As the US runs out of concrete resources to sell, bankers have had to get clever – whether this means repackaging assets already sold six times over or inventing new ways to cash in on items once considered intangible.
By the time Americans realized that the promised ‘trickle-down’ theory of neoliberal economics was in fact more of a speedy trickle-up, the government had all but destroyed the reputation of unions and the public sector that employed many of them, convincing the average American that these were corrupt and bad. Indeed, the whole public sector was supposed to be corrupt and bad, in the messaging of the Reagan era, but that corruption was somehow negated when offset by private corporations engaged in so-called public-private partnerships.
But far from attempting to reverse the financial bleed of money for social programs into private corporations, politicians have embraced the public-private partnership with a vengeance.

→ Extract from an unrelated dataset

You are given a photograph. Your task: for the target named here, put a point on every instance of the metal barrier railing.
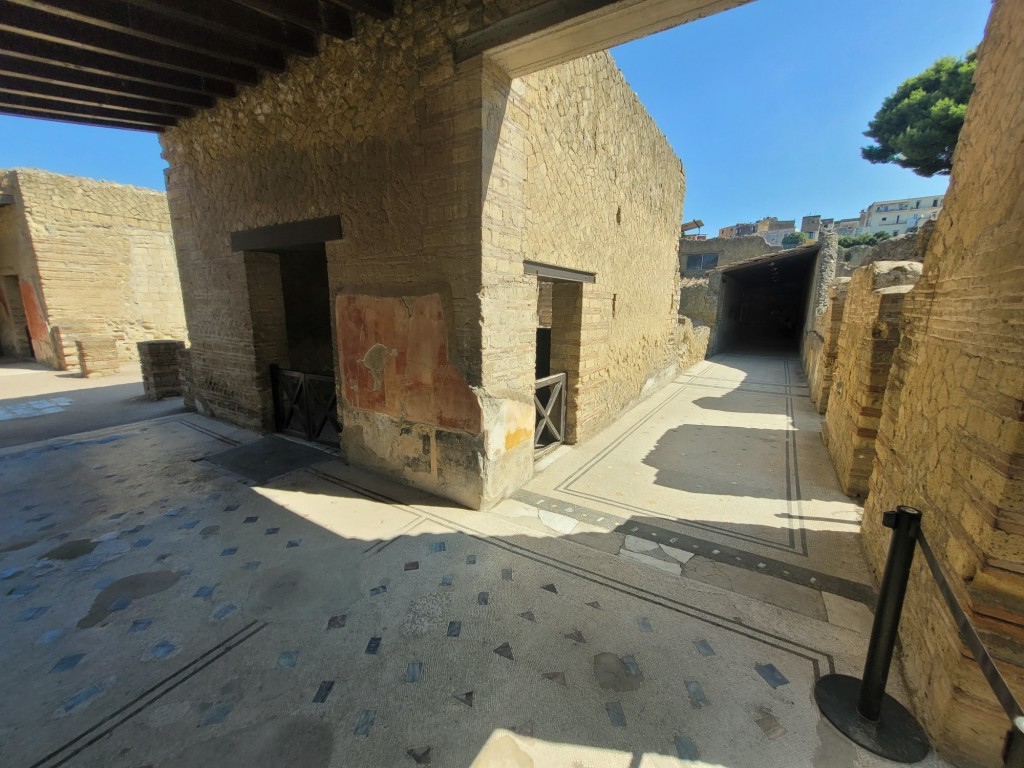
(549, 401)
(861, 709)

This is unsurprising, given the generous handouts they receive from the non-profits who have cast themselves as the only truly righteous replacement for those government programs. This may sound like old news, but the extent to which those firms have morphed into horrifically powerful entities with trillions of dollars under management – including, most likely, your pension or the retirement savings of someone in your family – capable of setting international policy with a mere yearly memo, remains stubbornly unacknowledged by millions.
Perhaps for the sake of their sanity, they just can’t admit their retirement is in the hands of men who see nothing wrong with gambling away millions of Americans’ savings in precarious financial instruments just because they can. The kind of people who’d buy a boat with ill-gotten foreclosure gains, then spit in the face of those ex-homeowners by naming the boat ‘Su casa es mi casa’ [..] In the aftermath of the 2008 mortgage crisis, private equity firms realized they could package and sell anything they wanted – and it doesn’t seem they’ve stopped. Blackstone became notorious for slurping up foreclosed homes at below-market rates, then juicing rent and fees as they turned around to rent out those same properties, in some cases back to the same people. But Blackstone is far from the only private equity firm to participate in these loathsome schemes.
But fiendishly huge as their profits have been, the private equity bunch were still responsible for keeping the properties they rented in some degree of habitability – sometimes even for answering to angry retirement fund execs when the vultures gambled away their money. In order to further shore up profits, the firms have bought big into vertically integrated predation. Blackstone bought up an entire chain of self-storage units to complement its continuing acquisition of houses. The continued inflation of the already precariously bloated real estate bubble (and the mathematical certainty of time running out for the Covid-19 eviction moratorium) means people are going to have to throw their stuff somewhere when the financial feces hit the fan. Other private equity funds have gotten their blood funnels into the hospital system – where the profits, driven by Covid-19, truly have no end.